Redick enjoyed better health in 2008-09, playing in a career-best 64 games for the Magic and averaging a career-high 17.4 minutes. His scoring average bounced back up to 6.0 points per game, and Redick also modestly grew his rebounding (1.7) and assist (1.1) numbers over prior campaigns. Most importantly, he remained a dangerous three-point shooter, hitting a career-high 1.0 threes per game at a 37.4 percent pace. Redick also turned in high-quality work from the free-throw line, making 87.1 percent of his attempts. On Nov. 18, Redick made his first NBA start, generating 10 points, three rebounds and a steal over 34 minutes during a home win over the Raptors. He posted double-digit scoring totals 15 times and twice scored a season-high 17 points. The Magic finished at 59-23 and made a run all the way to the NBA Finals before falling to the Lakers. Redick played in 16 of their 24 postseason games, starting eight times. He scored 15 points — a personal playoff best — in the deciding Game 6 of the first round against the Sixers, then scored 15 again in Game 2 of the second round against Boston.


Redick suited up for 34 games off the bench for the Magic in 2007-08, his sophomore NBA campaign. Despite dealing with hand and back injuries as well as inconsistent playing time, the Duke product again showed promise as a shooter, making 39.5 percent of his shots from downtown while upping his overall field-goal percentage to 44.4. That helped him score efficiently when given the opportunity. With 4.1 points per game in just 8.1 minutes per game, Redick’s per-36-minute scoring average was a sparkling 18.3 points. On Jan. 8, he managed to score 10 points in just 7:54 on the court. On Apr. 11, he scored 11 points in exactly 12 minutes. Redick’s biggest game of the year came Apr. 16, when he scored 18 points — including a season-high four threes — with four rebounds and three assists in 24:28 off the bench against Washington.


Drafted by the Magic with the 11th overall pick, Redick went on to make 42 appearances in his rookie campaign. Backs spasms and a right ankle injury forced the rookie to miss 21 of Orlando’s first 23 games. Even so, Redick showed plenty of promise, often flashing his scoring ability despite limited playing time. His 6.0 points per game in 14.8 minutes per contest translated to a per-36-minute average of 14.6 points, and he offered impressive efficiency from beyond the arc (38.8 percent) and at the free throw line (an even 90 percent).
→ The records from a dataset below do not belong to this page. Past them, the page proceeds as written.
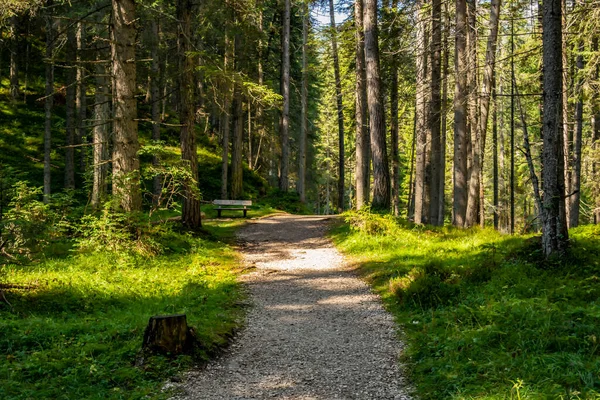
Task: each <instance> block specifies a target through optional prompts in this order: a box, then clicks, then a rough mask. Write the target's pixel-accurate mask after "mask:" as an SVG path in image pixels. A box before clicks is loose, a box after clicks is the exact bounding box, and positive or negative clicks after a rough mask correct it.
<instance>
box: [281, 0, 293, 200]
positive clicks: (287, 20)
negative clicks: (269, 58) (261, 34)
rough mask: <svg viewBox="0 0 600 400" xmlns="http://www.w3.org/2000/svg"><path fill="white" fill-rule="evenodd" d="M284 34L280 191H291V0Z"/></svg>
mask: <svg viewBox="0 0 600 400" xmlns="http://www.w3.org/2000/svg"><path fill="white" fill-rule="evenodd" d="M283 5H284V7H283V32H282V34H281V96H282V97H283V109H282V111H281V122H280V125H279V135H280V138H281V162H280V168H279V190H281V191H282V192H287V191H288V189H289V184H290V183H289V176H288V175H289V167H290V18H291V12H292V11H291V8H292V6H291V0H283Z"/></svg>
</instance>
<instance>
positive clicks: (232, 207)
mask: <svg viewBox="0 0 600 400" xmlns="http://www.w3.org/2000/svg"><path fill="white" fill-rule="evenodd" d="M213 204H214V205H215V206H217V208H216V210H217V218H221V212H222V211H223V210H225V211H228V210H231V211H243V212H244V218H246V217H247V213H248V209H249V207H252V201H251V200H214V201H213Z"/></svg>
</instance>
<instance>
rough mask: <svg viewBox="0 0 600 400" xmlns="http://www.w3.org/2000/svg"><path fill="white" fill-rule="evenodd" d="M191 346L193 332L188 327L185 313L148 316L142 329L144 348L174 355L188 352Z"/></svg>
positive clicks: (153, 351)
mask: <svg viewBox="0 0 600 400" xmlns="http://www.w3.org/2000/svg"><path fill="white" fill-rule="evenodd" d="M192 346H193V334H192V333H191V332H190V329H189V328H188V325H187V318H186V315H185V314H176V315H155V316H154V317H150V320H149V321H148V325H147V326H146V330H145V331H144V339H143V342H142V348H143V349H144V350H146V351H150V352H153V353H160V354H164V355H170V356H175V355H178V354H183V353H187V352H189V350H190V349H191V347H192Z"/></svg>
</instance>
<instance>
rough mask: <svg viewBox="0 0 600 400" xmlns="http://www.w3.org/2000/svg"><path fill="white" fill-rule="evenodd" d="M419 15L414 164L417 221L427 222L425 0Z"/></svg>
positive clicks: (426, 67) (427, 119)
mask: <svg viewBox="0 0 600 400" xmlns="http://www.w3.org/2000/svg"><path fill="white" fill-rule="evenodd" d="M418 8H419V11H418V13H419V15H418V21H417V39H416V40H417V44H416V47H417V57H416V75H417V76H416V78H417V82H416V96H417V99H416V118H417V127H416V139H417V141H416V163H415V202H414V208H415V219H414V221H415V223H416V224H425V223H428V222H429V221H428V219H427V214H428V211H429V205H428V204H427V203H426V192H427V187H426V174H427V143H428V140H429V139H430V138H429V137H428V136H429V135H428V134H429V133H430V132H429V123H430V121H429V109H428V105H427V99H428V94H429V90H428V89H430V88H428V87H427V75H428V71H427V65H428V64H427V58H428V54H427V53H428V49H427V48H428V46H427V41H428V38H427V34H426V25H427V21H428V20H429V14H428V10H429V8H428V5H427V3H426V2H425V1H424V0H420V1H419V3H418Z"/></svg>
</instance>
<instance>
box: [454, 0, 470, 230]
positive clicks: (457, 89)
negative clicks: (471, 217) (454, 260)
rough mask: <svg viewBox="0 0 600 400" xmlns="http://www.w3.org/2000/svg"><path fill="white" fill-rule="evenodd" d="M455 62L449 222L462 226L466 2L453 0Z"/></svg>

The finest span of Redick’s season came in late January and early February, when he he scored in double digits five times in a span of nine games. That included his biggest offensive output of the year, a 16-point effort against the Spurs on Feb. 9 — one of four games on the year in which he connected on three shots from downtown. From Feb. 7 through the end of the regular season — a span of 27 games for Redick — he missed just one free throw in 32 attempts. He made his playoff debut in Game 4 of Orlando’s first-round series against Detroit, hitting a three-pointer and notching two assists in 10:37 on the court.